Yes Bank on Thursday reported a net profit of Rs 1,002.7 crore for the July-September quarter, about 25% higher than in the same quarter in 2016. This was below the estimate of Rs 1,035.5 crore as pegged by analysts.

The private lender’s bad loans, meanwhile, rose sharply, and had significant divergence from what the Reserve Bank of India’s inspection report had assessed for 2016-’17. The bank reported gross bad loans that were Rs 6,355 crore lower than the central bank’s assessment, Mint reported.
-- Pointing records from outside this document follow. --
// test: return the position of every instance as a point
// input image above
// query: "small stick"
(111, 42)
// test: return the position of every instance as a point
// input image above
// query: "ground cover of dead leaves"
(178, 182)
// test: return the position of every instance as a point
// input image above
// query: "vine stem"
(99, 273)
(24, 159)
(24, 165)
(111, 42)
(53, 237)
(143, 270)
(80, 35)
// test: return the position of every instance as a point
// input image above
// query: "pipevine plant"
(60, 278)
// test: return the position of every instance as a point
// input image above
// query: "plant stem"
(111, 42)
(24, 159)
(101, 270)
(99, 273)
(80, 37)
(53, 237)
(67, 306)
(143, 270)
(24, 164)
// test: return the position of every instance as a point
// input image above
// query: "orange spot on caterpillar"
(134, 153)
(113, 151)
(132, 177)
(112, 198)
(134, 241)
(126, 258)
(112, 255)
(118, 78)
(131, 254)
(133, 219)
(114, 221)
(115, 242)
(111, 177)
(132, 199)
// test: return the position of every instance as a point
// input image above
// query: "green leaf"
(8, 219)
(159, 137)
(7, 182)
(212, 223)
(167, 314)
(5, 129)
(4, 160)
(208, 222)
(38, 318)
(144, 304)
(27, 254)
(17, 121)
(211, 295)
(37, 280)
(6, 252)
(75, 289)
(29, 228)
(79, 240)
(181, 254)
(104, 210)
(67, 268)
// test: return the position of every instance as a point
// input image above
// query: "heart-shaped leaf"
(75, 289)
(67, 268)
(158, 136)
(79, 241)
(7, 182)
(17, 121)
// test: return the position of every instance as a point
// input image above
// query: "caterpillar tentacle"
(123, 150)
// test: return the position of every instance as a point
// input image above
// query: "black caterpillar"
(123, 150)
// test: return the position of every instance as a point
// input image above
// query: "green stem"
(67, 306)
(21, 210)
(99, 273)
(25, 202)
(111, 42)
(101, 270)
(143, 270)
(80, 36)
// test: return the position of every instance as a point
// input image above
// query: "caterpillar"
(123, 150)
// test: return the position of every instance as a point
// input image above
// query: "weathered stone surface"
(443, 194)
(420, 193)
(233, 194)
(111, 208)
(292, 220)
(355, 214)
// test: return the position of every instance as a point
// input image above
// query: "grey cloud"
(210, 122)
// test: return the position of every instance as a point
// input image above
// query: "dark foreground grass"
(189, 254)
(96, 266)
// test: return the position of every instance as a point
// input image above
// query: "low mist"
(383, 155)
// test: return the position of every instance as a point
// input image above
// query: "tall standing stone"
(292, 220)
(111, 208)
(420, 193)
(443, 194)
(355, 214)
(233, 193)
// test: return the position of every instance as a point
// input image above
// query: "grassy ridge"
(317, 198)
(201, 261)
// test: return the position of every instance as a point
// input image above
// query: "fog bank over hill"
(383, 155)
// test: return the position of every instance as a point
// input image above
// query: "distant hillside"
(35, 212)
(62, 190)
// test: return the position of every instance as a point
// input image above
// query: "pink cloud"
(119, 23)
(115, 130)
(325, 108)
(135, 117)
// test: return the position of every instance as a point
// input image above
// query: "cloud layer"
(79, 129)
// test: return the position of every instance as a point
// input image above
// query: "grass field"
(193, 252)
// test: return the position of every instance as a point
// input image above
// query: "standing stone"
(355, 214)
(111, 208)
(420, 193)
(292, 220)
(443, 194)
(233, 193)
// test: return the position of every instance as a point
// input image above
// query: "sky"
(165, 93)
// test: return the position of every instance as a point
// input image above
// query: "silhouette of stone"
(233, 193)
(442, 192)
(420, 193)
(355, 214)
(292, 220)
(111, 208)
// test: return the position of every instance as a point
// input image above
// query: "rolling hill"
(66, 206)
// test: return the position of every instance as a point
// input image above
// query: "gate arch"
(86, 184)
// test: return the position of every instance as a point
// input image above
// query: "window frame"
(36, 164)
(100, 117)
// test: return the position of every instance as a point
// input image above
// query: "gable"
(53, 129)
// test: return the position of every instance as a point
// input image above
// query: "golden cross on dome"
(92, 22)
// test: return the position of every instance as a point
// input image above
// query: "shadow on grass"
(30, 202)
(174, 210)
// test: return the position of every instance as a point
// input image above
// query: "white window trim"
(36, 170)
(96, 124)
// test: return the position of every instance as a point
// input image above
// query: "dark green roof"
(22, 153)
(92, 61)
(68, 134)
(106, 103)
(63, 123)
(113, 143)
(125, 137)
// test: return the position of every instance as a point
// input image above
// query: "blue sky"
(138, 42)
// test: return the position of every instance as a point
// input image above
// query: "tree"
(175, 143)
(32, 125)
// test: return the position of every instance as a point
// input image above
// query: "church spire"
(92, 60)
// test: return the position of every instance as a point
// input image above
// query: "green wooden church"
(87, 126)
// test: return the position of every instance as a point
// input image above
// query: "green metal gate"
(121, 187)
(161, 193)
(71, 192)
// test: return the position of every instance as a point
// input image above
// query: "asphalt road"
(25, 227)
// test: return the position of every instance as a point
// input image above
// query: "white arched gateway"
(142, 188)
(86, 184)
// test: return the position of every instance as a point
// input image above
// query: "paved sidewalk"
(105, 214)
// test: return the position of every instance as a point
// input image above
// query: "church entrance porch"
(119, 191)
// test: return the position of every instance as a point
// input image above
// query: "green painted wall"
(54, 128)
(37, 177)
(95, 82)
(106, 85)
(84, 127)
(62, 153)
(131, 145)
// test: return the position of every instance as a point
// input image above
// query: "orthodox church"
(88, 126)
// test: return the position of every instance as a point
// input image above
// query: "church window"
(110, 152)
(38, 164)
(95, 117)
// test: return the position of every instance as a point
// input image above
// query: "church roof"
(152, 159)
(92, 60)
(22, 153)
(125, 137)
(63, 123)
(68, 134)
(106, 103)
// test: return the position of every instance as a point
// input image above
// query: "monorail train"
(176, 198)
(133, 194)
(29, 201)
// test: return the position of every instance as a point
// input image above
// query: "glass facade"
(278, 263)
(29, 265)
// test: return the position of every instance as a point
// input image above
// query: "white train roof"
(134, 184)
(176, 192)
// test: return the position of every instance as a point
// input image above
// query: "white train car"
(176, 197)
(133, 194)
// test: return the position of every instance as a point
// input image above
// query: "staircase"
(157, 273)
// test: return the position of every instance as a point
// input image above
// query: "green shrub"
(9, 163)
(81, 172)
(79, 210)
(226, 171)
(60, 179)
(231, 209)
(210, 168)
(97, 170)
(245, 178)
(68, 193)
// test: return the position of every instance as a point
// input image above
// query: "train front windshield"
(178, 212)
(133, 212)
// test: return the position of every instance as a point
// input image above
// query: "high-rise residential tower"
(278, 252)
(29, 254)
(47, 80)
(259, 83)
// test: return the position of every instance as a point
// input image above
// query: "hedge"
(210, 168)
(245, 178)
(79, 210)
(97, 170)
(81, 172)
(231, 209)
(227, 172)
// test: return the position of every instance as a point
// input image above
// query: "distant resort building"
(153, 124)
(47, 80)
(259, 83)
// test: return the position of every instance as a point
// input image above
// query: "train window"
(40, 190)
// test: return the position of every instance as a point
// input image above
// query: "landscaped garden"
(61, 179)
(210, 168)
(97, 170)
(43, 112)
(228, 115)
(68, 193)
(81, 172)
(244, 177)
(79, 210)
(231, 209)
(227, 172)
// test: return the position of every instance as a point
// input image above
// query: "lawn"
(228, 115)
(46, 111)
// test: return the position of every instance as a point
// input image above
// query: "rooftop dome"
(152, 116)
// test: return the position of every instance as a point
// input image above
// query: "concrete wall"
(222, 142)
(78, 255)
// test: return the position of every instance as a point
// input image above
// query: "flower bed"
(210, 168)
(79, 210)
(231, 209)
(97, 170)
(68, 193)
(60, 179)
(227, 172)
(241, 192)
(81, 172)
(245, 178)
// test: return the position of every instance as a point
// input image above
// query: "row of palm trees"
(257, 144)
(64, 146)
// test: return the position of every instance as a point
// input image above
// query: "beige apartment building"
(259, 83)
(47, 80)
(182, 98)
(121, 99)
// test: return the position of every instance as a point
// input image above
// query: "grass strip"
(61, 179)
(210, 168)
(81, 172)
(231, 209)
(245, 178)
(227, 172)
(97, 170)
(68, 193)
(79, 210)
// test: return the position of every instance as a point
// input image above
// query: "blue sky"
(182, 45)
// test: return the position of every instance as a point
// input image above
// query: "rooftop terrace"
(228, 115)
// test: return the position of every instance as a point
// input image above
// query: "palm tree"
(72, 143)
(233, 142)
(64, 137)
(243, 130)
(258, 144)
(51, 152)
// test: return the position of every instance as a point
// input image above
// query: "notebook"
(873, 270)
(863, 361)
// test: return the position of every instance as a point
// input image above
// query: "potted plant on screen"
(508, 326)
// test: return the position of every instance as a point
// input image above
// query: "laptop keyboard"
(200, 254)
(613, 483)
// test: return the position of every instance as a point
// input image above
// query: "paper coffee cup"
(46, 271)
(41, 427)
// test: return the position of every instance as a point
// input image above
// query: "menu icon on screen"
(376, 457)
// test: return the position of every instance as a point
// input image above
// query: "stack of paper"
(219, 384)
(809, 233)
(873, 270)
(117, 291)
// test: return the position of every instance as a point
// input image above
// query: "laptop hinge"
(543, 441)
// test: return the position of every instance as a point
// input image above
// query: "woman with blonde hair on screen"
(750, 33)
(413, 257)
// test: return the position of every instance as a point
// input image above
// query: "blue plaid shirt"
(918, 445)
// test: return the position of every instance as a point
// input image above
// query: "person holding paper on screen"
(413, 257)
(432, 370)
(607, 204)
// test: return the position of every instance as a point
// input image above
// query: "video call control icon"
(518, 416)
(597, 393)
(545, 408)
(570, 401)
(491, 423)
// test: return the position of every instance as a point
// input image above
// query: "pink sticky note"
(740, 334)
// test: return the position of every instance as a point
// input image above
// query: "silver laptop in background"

Gross bad loans rose to Rs 2,720.3 crore as on September 30, much higher than Rs 916.7 crore in 2016 and Rs 1,364.4 crore as on June 30. The figure was 1.82% of the total loans till September-end, as against 0.97% till June-end.

The bank’s performance has parallels to that of Axis Bank, which on October 17 reported decline in asset quality with gross non-performing assets increasing to 5.90% from 5.03% in the previous quarter. Axis Bank had also reported a sharp difference between the bank’s internal assessment of bad loans and the Reserve Bank of India’s figures for the 2016-’17 financial year.

Yes Bank reported a net interest income – the income a bank earns by giving loans – of Rs 1,885.1 crore, higher by almost a third from 2016.